Omicron arrived in Australia and dominated the 24 hour news cycle this week.
If you're not sure what that mean, or whether you should panic, laugh, or cry about that news (or some combination of all of those) then we've got you covered. Here's everything you need to know about the Omicron variant of COVID-19.
But if you'd like to feel a little bit better about the world right now, here's our favourite feel-good videos from the week that was.
Tilly the compawsionate pup
For the past two years, patients in Tasmania's palliative care services have been treated to the regularly comapny of Tilly the six-year-old King schnauzer.
The adorable pup is a staff and patient favourite across Launceston's hospice facilities, and her commitment to the cause has been recognised with a Tasmanian Palliative Care Award.
Though it's not for the awards that she or her owner, Edwina Colvin, have been volunteering.
"People who have often had dogs and like dogs, but have become more elderly miss having a pet around them," Ms Colvin said.
"It's a comfort that they have an animal that is relaxed and happy around them."
Surviving the 'windiest place on earth'
December 2 marked 110 years since the fateful voyage to Cape Denison, Antarctica, by explorer Sir Douglas Mawson.
In homage to the occasion, a group of Australian conservationists returned to what Mawson described as 'the windiest place on earth', to carry out works on the remaining wooden huts left behind by the 1911-1914 expedition.
Now heritage listed, the huts have remained largely untouched since Mawson left but due to the frequent blizzards, the outpost has not been visited in six years.
The conservationists, of course, will be hoping for better conditions over the next five weeks while they attempt the restorations.

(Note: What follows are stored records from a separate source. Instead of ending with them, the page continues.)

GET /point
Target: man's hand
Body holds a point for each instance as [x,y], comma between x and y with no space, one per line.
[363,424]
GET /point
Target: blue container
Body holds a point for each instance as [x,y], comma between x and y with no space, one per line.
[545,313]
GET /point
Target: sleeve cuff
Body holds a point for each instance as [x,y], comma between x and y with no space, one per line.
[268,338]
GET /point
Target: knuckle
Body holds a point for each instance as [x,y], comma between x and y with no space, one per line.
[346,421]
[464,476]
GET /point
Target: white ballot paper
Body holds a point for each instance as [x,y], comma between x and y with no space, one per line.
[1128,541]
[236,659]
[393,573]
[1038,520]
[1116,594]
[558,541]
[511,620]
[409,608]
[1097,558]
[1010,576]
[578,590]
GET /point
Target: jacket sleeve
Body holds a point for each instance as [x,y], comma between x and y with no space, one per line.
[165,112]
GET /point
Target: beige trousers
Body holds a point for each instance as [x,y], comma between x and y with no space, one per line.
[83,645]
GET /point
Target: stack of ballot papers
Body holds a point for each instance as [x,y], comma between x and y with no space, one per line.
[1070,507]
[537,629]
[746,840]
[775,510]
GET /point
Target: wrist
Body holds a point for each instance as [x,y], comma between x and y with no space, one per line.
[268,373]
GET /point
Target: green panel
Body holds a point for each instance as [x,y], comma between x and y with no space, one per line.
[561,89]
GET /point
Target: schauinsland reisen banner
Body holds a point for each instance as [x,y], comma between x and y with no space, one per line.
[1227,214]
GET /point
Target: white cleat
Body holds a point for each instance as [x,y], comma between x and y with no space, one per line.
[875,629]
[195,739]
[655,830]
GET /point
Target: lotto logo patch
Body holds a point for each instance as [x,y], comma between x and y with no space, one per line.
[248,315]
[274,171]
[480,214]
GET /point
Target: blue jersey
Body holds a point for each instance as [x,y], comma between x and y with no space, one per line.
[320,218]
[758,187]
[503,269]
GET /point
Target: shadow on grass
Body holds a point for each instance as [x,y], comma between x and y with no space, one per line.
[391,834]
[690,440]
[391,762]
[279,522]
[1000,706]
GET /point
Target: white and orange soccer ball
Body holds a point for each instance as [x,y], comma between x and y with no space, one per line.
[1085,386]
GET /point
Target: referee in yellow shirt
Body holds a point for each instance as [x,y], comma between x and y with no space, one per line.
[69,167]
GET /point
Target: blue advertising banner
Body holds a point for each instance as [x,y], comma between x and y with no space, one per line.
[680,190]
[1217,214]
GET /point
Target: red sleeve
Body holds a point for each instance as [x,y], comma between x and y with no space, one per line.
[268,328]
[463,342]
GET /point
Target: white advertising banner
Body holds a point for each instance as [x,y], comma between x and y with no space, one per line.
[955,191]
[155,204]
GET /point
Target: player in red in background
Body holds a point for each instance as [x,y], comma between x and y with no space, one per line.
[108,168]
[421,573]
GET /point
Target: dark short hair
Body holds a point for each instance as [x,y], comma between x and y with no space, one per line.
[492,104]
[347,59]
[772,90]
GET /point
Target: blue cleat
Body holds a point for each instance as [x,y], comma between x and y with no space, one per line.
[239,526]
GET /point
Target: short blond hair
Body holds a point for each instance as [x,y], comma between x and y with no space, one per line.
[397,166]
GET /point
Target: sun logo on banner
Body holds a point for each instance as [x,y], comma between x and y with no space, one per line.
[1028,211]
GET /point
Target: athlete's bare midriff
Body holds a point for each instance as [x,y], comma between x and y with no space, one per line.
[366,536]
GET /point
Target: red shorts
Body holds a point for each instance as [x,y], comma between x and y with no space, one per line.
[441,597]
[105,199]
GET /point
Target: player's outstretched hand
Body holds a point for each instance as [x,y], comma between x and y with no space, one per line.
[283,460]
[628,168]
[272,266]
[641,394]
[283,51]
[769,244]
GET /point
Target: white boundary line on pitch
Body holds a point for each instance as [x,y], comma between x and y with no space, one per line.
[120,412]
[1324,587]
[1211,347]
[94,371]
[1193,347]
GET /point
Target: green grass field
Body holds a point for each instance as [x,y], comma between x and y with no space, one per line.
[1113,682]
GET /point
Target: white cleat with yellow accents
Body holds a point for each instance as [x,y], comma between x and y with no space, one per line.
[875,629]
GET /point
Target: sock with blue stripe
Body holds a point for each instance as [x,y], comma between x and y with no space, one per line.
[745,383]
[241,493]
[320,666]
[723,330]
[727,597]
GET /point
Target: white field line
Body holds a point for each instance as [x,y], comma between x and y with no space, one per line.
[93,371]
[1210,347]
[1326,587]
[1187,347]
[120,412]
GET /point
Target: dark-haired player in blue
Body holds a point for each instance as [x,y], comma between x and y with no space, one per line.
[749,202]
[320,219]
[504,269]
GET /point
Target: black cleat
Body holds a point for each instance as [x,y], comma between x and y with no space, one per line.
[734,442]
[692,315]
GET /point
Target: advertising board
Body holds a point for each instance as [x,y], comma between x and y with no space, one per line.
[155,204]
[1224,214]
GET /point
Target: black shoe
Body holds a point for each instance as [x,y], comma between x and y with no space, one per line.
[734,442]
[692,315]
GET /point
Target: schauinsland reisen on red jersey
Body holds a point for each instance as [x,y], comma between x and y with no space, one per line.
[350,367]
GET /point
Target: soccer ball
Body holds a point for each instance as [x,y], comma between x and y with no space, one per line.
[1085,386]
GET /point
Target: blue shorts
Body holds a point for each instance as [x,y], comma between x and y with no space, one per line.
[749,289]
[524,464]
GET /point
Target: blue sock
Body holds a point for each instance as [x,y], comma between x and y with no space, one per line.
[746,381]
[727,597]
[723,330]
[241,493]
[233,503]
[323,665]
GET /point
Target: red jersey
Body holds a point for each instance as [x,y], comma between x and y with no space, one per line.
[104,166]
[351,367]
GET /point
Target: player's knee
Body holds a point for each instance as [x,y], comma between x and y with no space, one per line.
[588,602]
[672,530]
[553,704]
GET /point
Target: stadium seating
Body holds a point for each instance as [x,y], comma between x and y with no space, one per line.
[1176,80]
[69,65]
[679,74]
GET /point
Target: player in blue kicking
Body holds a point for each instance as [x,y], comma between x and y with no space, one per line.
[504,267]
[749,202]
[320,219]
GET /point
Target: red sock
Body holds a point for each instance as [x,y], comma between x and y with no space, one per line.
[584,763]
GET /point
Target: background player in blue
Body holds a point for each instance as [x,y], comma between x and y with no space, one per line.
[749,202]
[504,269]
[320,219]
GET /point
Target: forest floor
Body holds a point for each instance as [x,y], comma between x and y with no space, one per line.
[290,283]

Sir Mawson is best remembered for his lone trek across the polar icecap after the death of two companions on a sledging journey.
He arrived back at the hut to see his relief vessel sail north over the horizon, leaving him stranded for another year.
Yet, he lived to tell the tale - and one of the greatest tales of exploration it was!
Sometimes, it's a wonderful world
Dubbing themselves as Australia's 'scrub choir', healthcare workers from Royal Melbourne Hospital have collaborated with fellow professionals from around the world to release a cover of It's A Wonderful World.
More than 900 healthcare workers from across the United Kingdom, Ireland, Norway and Japan took part.
It follows their previous releases and success of Count on Me, I'll Stand by You, We Wish You and Gratitude the Scrub Choir.
Head of RMH Music Therapy and Scrub Choir master, Dr Emma O'Brien said the venture was a way "to use the power of music for our own mental health and wellbeing".
If any of them are ever looking to make a career change - you know, if saving the world and being general heroes doesn't prove challenging enough - then we're pretty sure they'd be welcome on any stage.
It's been another crazy week of weather, so as a bonus this week, here are a couple of our favourite storm videos.
When Taree, NSW was pummelled by storms this week, reporters at the Manning River Times braved the wild onslaught to capture the clouds rolling in.
It's magnificent footage and worth the drenching - we say, as we stay nice and dry in our offices.
Not to be outdone, in Ballarat, Victoria reporters at The Courier captured the growing storm as the state readied to be lashed by the wildest of weather.
Those clouds look ominous and impressive in equal measure, and we are here for it.